In 2015, Auditor General Kim MacPherson issued 19 recommendations that she said would help avoid another case like Atcon.
In 2009, the then-Liberal government of Shawn Graham overruled the advice of civil servants and approved $50 million in loan guarantees to save the Miramichi company, which was sinking in debt.
With an earlier $13.3 million in loan guarantees, the total assistance came to $63.4 million. Taxpayers lost all but $2.8 million after Atcon went bankrupt the following year.
MacPherson's 2015 recommendations included a more rigorous application process for government funding, a clear assessment of risks and rewards by the province, and a valuation of a company's assets.
Opportunities New Brunswick has said that it put in place 15 of MacPherson's 19 recommendations. But MacPherson said Tuesday only four of 19 were in place.

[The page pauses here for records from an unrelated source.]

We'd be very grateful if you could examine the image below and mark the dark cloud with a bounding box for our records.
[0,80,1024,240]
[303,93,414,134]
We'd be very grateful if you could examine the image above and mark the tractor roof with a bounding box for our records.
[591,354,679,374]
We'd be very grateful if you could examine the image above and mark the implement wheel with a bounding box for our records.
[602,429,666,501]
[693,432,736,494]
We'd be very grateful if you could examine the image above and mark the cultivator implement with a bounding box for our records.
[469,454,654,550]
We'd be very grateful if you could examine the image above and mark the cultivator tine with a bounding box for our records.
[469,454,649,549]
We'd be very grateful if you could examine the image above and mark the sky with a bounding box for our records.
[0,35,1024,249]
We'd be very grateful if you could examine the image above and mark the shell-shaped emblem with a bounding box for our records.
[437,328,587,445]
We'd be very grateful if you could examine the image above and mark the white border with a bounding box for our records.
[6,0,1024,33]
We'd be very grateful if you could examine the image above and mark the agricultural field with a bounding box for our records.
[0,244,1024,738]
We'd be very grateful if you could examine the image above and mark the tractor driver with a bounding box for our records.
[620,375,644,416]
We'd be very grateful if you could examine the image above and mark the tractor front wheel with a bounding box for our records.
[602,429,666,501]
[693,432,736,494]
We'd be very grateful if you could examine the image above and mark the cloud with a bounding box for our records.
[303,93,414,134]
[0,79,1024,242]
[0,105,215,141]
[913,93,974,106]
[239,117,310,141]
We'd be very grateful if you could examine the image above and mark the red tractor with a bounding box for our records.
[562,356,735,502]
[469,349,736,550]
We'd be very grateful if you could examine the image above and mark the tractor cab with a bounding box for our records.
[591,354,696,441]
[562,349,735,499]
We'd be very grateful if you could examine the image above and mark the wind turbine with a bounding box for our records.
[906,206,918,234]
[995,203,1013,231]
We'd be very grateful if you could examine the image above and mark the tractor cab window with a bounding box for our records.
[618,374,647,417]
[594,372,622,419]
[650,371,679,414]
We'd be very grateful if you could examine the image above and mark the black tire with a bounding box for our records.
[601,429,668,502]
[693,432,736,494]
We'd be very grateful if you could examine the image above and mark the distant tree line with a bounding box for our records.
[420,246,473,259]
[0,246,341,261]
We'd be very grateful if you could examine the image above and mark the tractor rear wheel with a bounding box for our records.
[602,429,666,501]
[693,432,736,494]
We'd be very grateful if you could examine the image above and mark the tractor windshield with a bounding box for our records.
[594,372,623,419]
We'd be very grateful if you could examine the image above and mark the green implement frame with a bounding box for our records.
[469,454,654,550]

What I said is the policies were in place. … We are now in the process of implementing all of these policies.- Stephen Lund, ONB
"We find it unfortunate that after all this time, these recommendations — it appears there [is] very little effort to implement them," she said.
Another of her recommendations was that Opportunities New Brunswick report not just on how many jobs were expected from its subsidies to businesses, but how many are actually created.

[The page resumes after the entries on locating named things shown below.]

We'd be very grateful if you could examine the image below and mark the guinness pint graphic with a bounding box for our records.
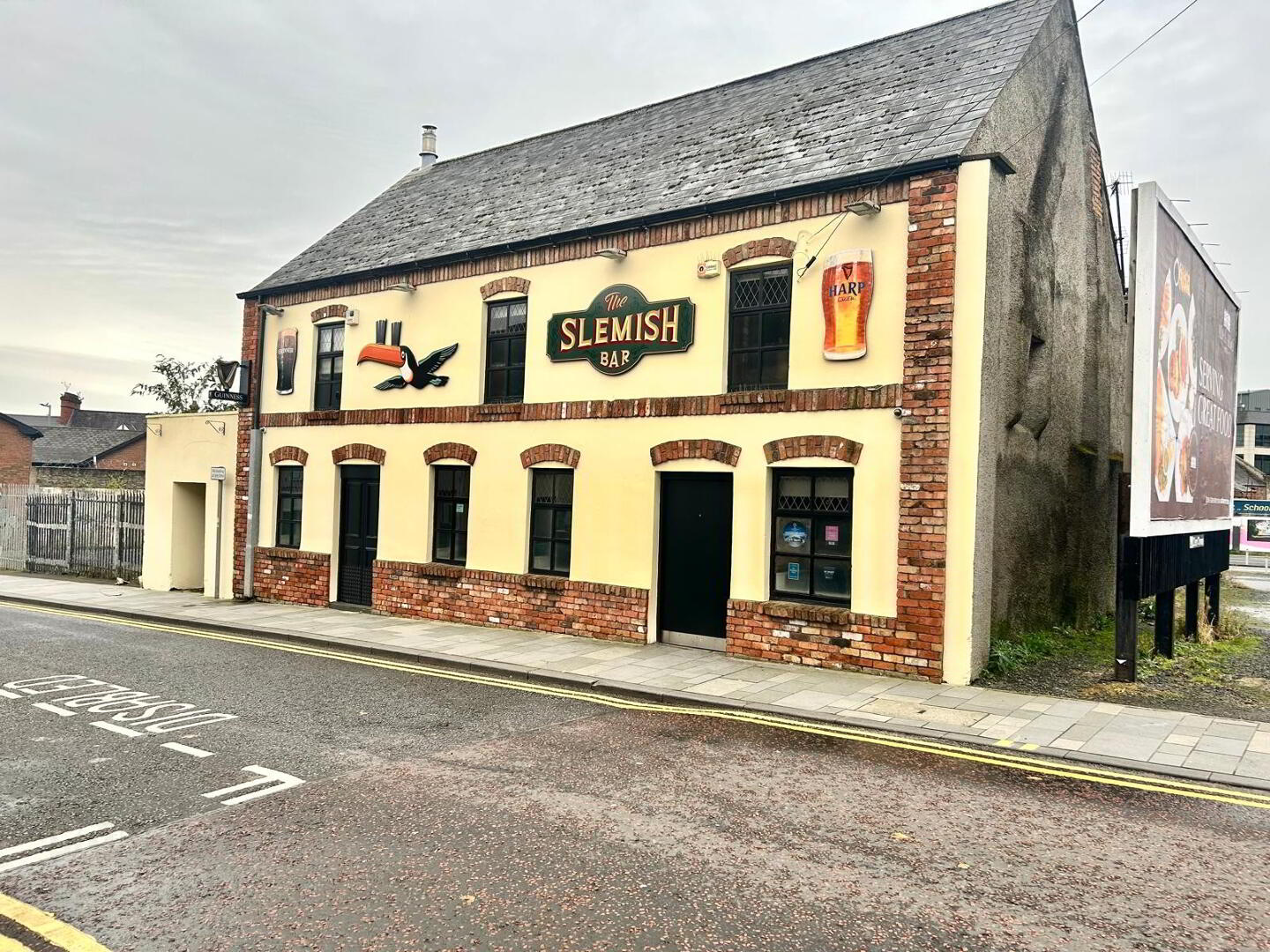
[278,328,300,393]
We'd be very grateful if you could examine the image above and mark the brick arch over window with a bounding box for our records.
[722,237,797,268]
[763,436,863,464]
[330,443,387,465]
[520,443,582,470]
[480,278,529,301]
[647,439,741,465]
[269,447,309,465]
[423,443,476,465]
[310,305,348,324]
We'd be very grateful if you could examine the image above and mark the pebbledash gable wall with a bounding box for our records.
[234,169,958,681]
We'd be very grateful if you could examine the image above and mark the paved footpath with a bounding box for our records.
[0,574,1270,790]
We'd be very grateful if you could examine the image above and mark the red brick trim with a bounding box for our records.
[252,179,908,307]
[763,436,863,464]
[269,447,309,465]
[647,439,741,465]
[255,546,330,606]
[330,443,387,465]
[255,383,900,427]
[372,561,647,643]
[423,443,476,465]
[310,305,348,324]
[520,443,582,470]
[722,237,797,268]
[480,277,529,301]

"It's not enough to say, 'Expected jobs,'" MacPherson said Tuesday. "What about 'actual jobs?'"
At a legislature committee hearing last year, Lund refused to tell MLAs how many jobs had been created at several individual companies the corporation had subsidized.
Will provide aggregate job numbers
He said Tuesday that privacy laws made it difficult to provide numbers for individual firms, but that corporation would start providing aggregate numbers of actual jobs created.

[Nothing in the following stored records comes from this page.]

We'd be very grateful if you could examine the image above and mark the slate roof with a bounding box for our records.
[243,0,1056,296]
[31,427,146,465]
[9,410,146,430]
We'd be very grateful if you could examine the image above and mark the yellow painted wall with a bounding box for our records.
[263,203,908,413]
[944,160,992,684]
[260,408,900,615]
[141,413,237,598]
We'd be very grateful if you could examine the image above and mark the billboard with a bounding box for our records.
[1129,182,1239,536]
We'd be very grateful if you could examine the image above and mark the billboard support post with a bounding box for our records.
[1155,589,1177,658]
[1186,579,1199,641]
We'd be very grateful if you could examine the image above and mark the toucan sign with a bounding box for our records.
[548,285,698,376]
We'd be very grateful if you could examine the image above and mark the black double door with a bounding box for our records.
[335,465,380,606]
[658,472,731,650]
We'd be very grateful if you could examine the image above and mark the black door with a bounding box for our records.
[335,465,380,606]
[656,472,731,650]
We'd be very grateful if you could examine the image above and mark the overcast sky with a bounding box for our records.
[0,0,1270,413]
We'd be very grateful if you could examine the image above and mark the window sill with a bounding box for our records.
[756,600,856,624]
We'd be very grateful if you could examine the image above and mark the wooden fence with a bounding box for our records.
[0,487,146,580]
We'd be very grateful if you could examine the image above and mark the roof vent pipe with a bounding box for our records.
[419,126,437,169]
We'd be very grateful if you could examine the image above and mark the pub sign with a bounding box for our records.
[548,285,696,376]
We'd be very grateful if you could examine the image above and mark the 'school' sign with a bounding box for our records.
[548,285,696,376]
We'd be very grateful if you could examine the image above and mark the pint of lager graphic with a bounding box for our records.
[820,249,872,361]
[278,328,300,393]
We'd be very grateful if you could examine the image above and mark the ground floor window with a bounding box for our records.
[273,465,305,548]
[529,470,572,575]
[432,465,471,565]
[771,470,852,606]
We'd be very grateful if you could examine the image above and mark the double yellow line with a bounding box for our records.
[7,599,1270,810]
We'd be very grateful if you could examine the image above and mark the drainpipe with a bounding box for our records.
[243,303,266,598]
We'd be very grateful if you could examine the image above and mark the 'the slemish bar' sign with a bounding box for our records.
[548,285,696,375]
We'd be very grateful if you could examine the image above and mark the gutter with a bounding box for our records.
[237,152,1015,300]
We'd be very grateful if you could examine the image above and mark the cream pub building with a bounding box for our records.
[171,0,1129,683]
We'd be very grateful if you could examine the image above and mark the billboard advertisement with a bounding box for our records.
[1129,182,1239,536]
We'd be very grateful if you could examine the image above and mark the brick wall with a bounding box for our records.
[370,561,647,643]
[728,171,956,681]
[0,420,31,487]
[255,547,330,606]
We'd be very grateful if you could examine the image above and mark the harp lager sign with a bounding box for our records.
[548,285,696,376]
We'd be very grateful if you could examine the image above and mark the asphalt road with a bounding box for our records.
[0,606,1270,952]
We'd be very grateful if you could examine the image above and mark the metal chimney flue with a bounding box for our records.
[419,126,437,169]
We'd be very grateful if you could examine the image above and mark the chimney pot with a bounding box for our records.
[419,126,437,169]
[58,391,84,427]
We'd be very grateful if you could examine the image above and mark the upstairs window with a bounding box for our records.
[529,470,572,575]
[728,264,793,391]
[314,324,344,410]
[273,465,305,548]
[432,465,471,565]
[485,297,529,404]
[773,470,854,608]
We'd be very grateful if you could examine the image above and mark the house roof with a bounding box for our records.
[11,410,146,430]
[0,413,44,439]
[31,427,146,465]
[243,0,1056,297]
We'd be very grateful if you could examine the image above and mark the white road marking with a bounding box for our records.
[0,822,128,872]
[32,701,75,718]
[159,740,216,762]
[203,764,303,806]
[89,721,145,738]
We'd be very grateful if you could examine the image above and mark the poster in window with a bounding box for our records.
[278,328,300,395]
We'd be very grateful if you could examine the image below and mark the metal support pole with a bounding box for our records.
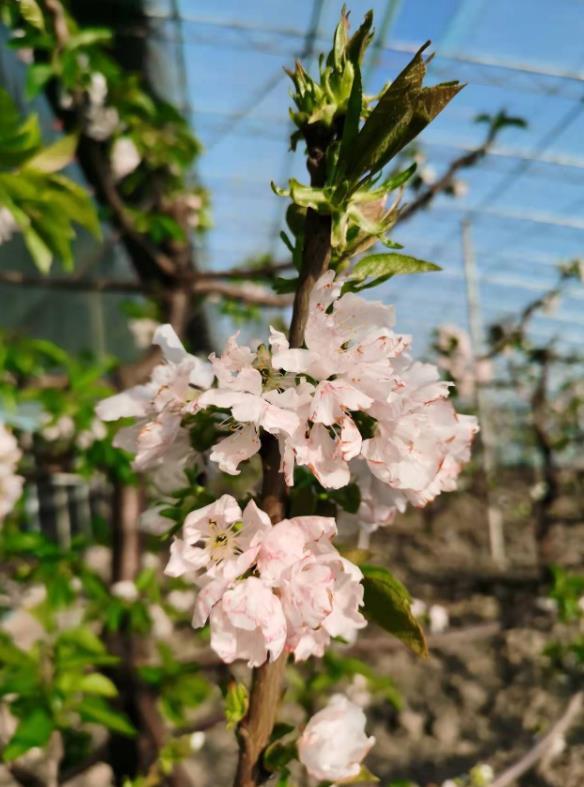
[461,219,507,568]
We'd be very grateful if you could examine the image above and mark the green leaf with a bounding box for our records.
[67,27,112,49]
[18,0,45,30]
[21,227,53,273]
[25,134,77,174]
[346,252,442,291]
[360,564,428,658]
[225,681,249,730]
[25,63,53,100]
[78,672,118,697]
[342,41,463,182]
[77,697,136,737]
[339,54,363,162]
[2,708,55,762]
[329,484,361,514]
[262,741,298,772]
[272,276,298,295]
[379,161,418,191]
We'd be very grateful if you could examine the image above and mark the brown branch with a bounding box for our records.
[396,128,496,224]
[0,270,292,308]
[347,623,501,656]
[203,260,294,279]
[234,127,331,787]
[491,691,584,787]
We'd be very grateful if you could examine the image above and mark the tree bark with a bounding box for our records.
[234,130,331,787]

He also said he was looking at requiring companies to waive their privacy protection as a condition of receiving money.
Higgs told reporters Tuesday that Lund's claims of having put in place 15 of 19 recommendations amounted to lying to the legislature.
"You look under the hood and you find that number is more like four and they're not being followed at all," Higgs said. "That's the sad part.
"Stephen Lund should take accountability for this, the premier should take accountability for this, and Stephen Lund should lose his job over this. He should be fired."
Lund said he wouldn't comment on that, calling it "politics."
Unimplemented recommendations minor
"What I said is the policies were in place," he said. "We are now in the process of implementing all of these policies."
Paul Fudge, the chief financial officer for Opportunities New Brunswick, said other cases of what MacPherson considered non-implementation were minor.
"In a lot of the cases where we were offside, one of five, or one of two, files were missing a piece of paperwork. The wrong form was used, it wasn't signed, or it wasn't in the file when she asked for it."
Lund said the Crown corporation was committed to transparency and understood the importance of making sure tax dollars are spent wisely.